I am not an artist. Despite the fact that photography is considered an art form, and is my passion, I need to stop striving to consider my work as art. My work would be considered photojournalism, and I have finally come to terms with that fact.
You might think, that's obvious. This is a blog after all, the hobbyist version of a news publication. And it's a blog about tourist spots around my part of Wisconsin. Automatically that makes it photojournalism. But, and I think you might agree with me, all photographers want their work to be elevated to art, despite the fact that art is subjective. In 2015, I struggled with the fact that I didn't think my photography would never be featured in a gallery or sold at the Lakefront Festival of the Arts. I struggled with the fact that my photographs were simply "snapshots".

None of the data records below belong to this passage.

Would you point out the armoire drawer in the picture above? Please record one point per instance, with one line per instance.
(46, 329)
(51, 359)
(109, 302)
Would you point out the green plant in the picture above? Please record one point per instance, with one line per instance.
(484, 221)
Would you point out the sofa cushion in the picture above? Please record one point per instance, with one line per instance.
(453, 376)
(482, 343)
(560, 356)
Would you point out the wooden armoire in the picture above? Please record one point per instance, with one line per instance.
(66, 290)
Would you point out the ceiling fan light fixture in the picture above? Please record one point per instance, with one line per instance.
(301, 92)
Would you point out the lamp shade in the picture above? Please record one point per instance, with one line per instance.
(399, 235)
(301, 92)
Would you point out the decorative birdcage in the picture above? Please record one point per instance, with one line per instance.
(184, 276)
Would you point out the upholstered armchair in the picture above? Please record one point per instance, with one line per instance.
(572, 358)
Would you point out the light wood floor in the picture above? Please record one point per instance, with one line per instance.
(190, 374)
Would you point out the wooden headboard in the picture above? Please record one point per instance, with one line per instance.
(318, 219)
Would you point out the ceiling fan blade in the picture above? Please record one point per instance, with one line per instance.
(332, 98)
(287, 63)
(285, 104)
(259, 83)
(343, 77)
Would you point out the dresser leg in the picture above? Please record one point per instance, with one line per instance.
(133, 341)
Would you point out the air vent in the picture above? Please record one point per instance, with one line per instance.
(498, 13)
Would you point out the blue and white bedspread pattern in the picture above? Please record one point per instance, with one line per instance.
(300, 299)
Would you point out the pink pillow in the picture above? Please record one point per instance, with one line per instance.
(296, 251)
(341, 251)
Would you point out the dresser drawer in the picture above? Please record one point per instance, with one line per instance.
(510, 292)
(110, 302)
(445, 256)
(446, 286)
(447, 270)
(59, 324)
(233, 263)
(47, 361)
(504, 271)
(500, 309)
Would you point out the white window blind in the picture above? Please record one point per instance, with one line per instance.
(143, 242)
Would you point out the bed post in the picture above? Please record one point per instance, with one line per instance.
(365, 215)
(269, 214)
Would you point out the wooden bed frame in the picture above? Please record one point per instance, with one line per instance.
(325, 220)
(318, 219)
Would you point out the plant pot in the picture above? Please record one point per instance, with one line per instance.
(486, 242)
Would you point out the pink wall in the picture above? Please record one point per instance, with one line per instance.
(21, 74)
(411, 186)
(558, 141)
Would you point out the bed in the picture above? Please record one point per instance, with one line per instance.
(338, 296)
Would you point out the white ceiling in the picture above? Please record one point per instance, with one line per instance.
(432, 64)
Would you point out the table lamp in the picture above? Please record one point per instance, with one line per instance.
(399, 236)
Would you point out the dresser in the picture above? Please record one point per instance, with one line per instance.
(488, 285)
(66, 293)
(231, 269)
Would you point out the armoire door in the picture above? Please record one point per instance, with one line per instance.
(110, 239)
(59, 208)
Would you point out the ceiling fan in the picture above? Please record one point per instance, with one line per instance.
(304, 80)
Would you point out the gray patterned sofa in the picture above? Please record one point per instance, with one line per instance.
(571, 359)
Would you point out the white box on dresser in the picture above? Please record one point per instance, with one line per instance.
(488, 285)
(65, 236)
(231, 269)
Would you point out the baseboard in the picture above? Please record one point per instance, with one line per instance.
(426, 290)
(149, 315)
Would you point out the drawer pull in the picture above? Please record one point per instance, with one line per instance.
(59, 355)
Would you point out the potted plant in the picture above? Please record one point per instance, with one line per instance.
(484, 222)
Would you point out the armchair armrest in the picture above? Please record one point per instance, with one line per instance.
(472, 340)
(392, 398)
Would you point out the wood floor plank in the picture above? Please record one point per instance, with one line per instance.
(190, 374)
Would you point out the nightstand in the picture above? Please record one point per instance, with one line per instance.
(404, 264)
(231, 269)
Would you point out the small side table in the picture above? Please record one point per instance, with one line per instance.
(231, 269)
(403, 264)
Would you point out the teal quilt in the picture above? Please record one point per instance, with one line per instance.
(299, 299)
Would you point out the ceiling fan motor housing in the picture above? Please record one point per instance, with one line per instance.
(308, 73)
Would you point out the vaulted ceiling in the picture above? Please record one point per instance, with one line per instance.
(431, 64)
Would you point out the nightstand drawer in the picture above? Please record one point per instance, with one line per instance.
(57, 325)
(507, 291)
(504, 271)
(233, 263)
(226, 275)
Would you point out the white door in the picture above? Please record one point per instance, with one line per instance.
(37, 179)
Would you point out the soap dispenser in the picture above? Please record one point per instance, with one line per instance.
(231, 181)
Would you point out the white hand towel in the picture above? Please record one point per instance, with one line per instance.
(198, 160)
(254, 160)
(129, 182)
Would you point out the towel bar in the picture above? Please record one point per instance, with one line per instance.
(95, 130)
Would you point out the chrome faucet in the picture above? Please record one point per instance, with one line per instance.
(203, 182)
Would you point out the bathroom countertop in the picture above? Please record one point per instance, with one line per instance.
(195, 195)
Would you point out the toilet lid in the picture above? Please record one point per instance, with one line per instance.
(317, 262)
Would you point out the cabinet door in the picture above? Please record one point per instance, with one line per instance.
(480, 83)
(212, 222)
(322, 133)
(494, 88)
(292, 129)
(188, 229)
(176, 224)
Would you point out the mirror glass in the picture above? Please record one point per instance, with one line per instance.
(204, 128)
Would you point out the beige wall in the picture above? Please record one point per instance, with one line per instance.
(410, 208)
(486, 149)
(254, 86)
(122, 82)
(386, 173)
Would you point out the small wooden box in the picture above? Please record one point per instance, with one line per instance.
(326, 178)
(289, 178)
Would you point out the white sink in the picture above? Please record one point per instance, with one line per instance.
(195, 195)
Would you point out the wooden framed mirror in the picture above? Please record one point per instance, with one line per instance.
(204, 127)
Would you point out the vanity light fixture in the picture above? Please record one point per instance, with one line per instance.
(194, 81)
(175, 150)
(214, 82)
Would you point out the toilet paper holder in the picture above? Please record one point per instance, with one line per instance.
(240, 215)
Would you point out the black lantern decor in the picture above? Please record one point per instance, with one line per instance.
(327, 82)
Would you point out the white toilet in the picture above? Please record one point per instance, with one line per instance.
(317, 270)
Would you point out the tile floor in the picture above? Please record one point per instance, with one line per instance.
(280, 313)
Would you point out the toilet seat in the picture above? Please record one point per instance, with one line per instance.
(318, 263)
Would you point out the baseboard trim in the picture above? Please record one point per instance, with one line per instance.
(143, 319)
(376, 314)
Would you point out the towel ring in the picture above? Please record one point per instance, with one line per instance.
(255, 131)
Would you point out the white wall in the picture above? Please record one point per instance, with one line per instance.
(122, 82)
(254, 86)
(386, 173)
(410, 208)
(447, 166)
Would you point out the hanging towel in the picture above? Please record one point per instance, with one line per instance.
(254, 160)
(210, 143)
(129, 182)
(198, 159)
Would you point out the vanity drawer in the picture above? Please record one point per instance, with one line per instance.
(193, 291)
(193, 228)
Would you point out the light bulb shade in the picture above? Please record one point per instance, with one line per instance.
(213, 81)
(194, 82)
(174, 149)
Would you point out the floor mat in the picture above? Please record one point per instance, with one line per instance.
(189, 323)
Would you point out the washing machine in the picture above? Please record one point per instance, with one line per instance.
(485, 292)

The word "snapshot" has become a bit of a dirty word in photography. It has come to mean a photo that anyone with a cell phone can take, even though the software on some of these phones can turn any photo taken into art. But, what makes a picture taken with your fancy camera (or your phone) into a "photograph"? According to David Peterson, who wrote on Digital Photo Secrets, photography "should have some quality that makes the viewer either feel an emotion or think about a concept." And I think that's the best way to put it. A photograph, as art, should be something not normally seen (like with street photography) and/or makes you go "Wow!" (like a great landscape).
|Community United Methodist Church, Elm Grove, Wisconsin|
Great photojournalism can do this as well. In fact, the greatest influence in my photography has been old issues of Life magazine. When I was in middle school, my mother bought a copy of Life's 50th anniversary edition, over a thousand pages of photographs from the magazine's history that featured the greats such as Margaret Bourke-White, Gordon Parks and Robert Capa among others. I poured over those photographs for hours, over and over again. But, everyday photojournalism informs more often than it inspires. In fact, photojournalism is supposed to be just a snapshot. Photographers who work for the Associated Press cannot manipulate or stage their photos for ethical reasons, a topic that made news last year.
I'm happy to consider myself a photojournalist. I like informing people, through my photos, of great places, fun events, and the beautiful areas I get to visit week after week. Are they snapshots? A resounding "Yes!" My goal is to see my work in magazines, both online and in print, not hung on a wall. That makes me a photojournalist. My resolution for 2016 is to embrace this label and stop worrying if I will ever be an artist.